それどころか、活字だったら、たとえ読めない文字(キリル文字とかギリシャ文字とか、デーヴァナガーリー
文字とか)でさえ、ついつい、じーっと見つめて、目で追ってしまう。
幼児期すでに、父親が勉強していた英語の本を、いつまでもじーっと眺めていたぐらいだし……。
そんな風なので、ごく最近まで気づいていなかったのだけれど、どうも私、手書き文字があまり読めないらしい。
活字のようにはっきり楷書で書いてあれば、大丈夫。ところが行書や草書になると、もう、どうしようもない。
知り合いに書道の先生がいて、いつも達筆でお葉書などいただくのだけれど、長~い時間にらめっこしないと
何が書いてあるか、さっぱりわからない。(それに、たとえ時間をかけても、全部は判読できていない)
もっとひどいのは、走り書きの文字。人によってまったく崩し方が違うから厄介だ。
走り書きしたものは、自分の字ですら判読できないので、できる限りいつも、丁寧に楷書で書いている。
当然、他人の話を聞きながらささっとメモをとったりするような、スピード感の必要なことは、まったくできない。
本を作るときには、編集者の方からよく、原稿(ワープロソフトで書いたもののプリントアウト)の上にいろいろ
メモを書いたものが送られてくるけれど、他人の走り書きとなると、まったくお手上げで、なんにも読めない。
相手は、「わざわざ書いて送ったのに……」と思っているから、話はややこしくなる一方だ。
編集者さんとの食い違いがあまりにひどかったので、やっと自分が手書き文字を読めていないことに気づいた。

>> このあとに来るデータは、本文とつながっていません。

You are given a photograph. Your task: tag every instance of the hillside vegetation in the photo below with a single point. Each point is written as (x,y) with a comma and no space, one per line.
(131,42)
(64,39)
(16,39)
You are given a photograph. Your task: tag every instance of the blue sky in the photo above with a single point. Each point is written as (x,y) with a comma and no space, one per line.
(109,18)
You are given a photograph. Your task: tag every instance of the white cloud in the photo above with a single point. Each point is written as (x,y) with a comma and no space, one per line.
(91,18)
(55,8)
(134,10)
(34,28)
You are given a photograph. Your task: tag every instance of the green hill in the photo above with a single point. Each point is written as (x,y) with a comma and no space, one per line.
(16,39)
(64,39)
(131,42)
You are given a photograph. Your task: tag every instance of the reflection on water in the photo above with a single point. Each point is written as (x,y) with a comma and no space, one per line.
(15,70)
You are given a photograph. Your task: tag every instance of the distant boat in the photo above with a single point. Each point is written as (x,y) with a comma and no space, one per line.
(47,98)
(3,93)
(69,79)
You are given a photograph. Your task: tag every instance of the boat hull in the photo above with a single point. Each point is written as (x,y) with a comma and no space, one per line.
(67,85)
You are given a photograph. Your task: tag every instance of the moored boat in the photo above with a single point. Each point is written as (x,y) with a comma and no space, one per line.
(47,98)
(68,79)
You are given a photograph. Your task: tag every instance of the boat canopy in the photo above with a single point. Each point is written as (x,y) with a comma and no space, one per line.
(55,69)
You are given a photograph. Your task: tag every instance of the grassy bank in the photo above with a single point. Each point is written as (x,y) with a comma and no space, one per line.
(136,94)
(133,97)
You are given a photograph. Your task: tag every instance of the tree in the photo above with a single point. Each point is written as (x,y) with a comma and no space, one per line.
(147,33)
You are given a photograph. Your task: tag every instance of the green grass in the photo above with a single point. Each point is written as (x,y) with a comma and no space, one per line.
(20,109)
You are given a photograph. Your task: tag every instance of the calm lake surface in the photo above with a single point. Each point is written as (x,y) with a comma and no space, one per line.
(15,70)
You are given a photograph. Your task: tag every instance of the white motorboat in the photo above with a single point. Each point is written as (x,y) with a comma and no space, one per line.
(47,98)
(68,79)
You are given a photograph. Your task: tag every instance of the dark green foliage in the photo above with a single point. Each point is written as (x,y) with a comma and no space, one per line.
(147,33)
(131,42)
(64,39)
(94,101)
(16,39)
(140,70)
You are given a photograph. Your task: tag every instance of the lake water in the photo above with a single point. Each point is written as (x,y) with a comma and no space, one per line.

そして、他の人には、たとえ走り書きでも、もっと読めているということも。
本の校正をする時は、赤ペンで原稿を手書き修正するのだけれど、「ものすごく丁寧に書いていますね!」と、
編集者さんに驚かれたのだ。
普通は、ささっと走り書き程度で直すものらしい。
私は他人の走り書きが読めないので、当然、自分の走り書きも他人には読めないものと思っていたから、
きっちり楷書で書いていた。(当然、遅くて時間ばかりかかるので、迷惑だ)
しかし、たいていの人は手書き文字がちゃんと読めるし、特に編集者というのは、いろいろな人の手書き文字を
見慣れているから、かなりささっと書いても、問題なく読めるらしい。
極端に読めないのが自分だけだなんて、知らなかった……このトシになるまで、全然知らなかった……。